Exports Pull Czechs Out of Recession as Households Spend Less

Rising export demand helped the Czech Republic exit a record-long recession in the second quarter even as household spending renewed its decline.

The economy grew 0.6 percent from the previous three months, less than the 0.7 percent preliminary estimate published three weeks ago, the Prague-based statistics office said today. Gross domestic product fell 1.3 percent from a year earlier.

Like other post-communist nations in the European Union, the Czech Republic is looking to its main trading partners in the euro area to reignite growth after government cutbacks curbed spending and investment.

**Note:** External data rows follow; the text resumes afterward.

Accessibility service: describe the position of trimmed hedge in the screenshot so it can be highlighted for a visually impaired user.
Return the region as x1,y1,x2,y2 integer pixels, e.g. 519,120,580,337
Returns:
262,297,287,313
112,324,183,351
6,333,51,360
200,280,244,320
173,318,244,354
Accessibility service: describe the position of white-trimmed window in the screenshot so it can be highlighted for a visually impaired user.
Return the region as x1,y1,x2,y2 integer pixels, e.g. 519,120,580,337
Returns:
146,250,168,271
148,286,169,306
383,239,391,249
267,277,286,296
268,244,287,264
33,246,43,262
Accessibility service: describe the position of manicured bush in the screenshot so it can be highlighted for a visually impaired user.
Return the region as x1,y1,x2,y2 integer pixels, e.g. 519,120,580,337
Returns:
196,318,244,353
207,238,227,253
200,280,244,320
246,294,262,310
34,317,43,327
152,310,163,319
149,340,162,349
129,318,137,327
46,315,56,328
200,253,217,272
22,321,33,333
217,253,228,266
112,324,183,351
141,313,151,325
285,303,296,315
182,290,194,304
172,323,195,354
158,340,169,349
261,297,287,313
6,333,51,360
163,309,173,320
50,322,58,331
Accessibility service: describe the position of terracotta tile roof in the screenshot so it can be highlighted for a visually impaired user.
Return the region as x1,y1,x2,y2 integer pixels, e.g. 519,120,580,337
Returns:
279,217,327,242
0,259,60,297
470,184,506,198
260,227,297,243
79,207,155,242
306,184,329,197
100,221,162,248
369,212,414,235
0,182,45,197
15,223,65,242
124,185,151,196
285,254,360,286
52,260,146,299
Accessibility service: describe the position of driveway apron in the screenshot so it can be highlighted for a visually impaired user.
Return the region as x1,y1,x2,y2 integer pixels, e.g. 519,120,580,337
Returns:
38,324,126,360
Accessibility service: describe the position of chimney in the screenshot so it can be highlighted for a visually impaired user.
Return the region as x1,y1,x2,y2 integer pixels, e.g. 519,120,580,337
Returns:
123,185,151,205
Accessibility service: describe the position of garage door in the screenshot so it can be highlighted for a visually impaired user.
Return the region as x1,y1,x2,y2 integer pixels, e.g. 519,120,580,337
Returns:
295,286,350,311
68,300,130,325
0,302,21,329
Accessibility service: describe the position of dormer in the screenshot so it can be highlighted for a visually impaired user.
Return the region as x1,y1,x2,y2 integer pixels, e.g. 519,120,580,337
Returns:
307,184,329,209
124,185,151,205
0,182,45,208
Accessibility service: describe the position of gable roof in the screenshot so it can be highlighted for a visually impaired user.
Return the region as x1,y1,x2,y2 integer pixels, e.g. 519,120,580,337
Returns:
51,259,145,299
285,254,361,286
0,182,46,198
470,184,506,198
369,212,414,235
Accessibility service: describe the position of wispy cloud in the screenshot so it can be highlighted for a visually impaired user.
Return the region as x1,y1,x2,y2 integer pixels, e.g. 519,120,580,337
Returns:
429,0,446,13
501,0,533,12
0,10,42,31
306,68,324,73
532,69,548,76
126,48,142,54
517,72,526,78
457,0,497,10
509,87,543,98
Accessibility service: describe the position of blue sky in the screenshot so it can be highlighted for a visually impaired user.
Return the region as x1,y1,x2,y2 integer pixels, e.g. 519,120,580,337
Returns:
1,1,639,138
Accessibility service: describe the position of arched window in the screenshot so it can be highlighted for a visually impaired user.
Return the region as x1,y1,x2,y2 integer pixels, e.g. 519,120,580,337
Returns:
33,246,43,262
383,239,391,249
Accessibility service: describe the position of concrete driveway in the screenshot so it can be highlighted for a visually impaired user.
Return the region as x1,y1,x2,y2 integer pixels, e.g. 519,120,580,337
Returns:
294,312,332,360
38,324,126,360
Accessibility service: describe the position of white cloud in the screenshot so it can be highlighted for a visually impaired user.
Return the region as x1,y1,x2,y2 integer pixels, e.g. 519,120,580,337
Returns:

The $196 billion economy ended a slump that lasted for six quarters as the central bank reduced the benchmark interest rate to near zero.

“The latest data confirm the end of the Czech recession, but the emerging growth is so far driven only by foreign demand,” Petr Dufek, an analyst at CSOB AS, a unit of KBC Groep NV in Prague, said by e-mail. “Domestic demand didn’t do very well in the second quarter, and investment data were especially disappointing.”

The Czech koruna weakened 0.1 percent to 25.699 per euro as of 10:34 a.m. in Prague, extending this year’s decline against the common currency to 2.3 percent. The yield on 10-year government debt rose 2 basis points, or 0.02 percentage point, to 2.41 percent.

Household consumption dropped 0.4 percent from the first three months after two quarterly increases, while government spending fell 0.7 percent and fixed-capital creation declined 1.5 percent, the statistics office said. Exports rose 3.6 percent, outpacing a 2.5 percent increase in imports.